The Can’t Pass It On campaign feature an image of two men lying together along with the message that people on effective HIV treatment with an undetectable viral load can’t pass HIV on – proven by the landmark PARTNER and PARTNER 2 studies.
Posters from the campaign have appeared on billboards and phone boxes across the country, but some have been targeted by unknown vandals who are whiting out the image of two men lying together, in what appears to be a case of homophobia.
‘This vandalism is so sad to see. Whether our posters have been targeted because it features two men in an affectionate embrace or because it’s about HIV, we will not be silenced,” said Ian Green, Chief Executive at Terrence Higgins Trust.
“In fact it makes us even more determined to get the message out there that people on effective HIV treatment can’t pass it on.”
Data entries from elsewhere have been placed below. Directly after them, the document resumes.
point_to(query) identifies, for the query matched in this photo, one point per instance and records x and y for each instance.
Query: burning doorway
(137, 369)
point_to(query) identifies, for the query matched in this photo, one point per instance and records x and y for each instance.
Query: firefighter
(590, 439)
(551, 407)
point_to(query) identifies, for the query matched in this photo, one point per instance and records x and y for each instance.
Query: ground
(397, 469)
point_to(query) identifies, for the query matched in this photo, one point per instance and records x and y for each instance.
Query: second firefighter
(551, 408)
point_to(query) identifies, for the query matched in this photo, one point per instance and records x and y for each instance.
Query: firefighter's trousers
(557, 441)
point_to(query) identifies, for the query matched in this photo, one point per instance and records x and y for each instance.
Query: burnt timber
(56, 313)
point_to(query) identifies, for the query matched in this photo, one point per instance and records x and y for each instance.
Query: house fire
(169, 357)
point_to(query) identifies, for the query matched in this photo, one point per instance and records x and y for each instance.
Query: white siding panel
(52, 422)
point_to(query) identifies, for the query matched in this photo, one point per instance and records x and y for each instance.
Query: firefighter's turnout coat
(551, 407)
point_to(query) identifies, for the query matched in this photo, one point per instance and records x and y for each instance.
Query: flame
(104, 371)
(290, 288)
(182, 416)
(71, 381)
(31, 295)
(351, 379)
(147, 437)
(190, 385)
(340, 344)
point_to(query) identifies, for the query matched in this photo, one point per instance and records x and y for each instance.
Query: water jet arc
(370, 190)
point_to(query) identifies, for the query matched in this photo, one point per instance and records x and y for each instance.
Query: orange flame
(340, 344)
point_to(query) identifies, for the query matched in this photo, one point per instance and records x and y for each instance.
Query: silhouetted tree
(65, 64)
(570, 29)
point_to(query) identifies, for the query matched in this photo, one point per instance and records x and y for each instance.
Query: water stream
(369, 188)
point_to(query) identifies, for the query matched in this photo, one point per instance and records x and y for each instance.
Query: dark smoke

The campaign comes after a shocking nationwide survey commissioned by Terrence Higgins Trust found that less than one in five (19%) Brits are aware that people on effective HIV treatment can’t pass it on.
Conducted by YouGov, the survey also found that almost half (48%) of Brits would feel uncomfortable kissing someone living with HIV – even though there is zero risk of transmission through kissing.
“Despite medical progress, public attitudes towards HIV are firmly stuck in the past,” Ian continued.
“That’s exactly why it’s so important to remove the fear and misinformation about HIV by celebrating the fact that thanks to effective treatment people like Sadiq, who is featured in our poster, are living normal and healthy lives and cannot pass the virus on.
“We have been heartened to see supporters offsetting the damage caused to the posters by sharing information about our Can’t Pass It On campaign. If everyone knew the facts on HIV we could not only end HIV stigma, we could end new HIV transmissions.”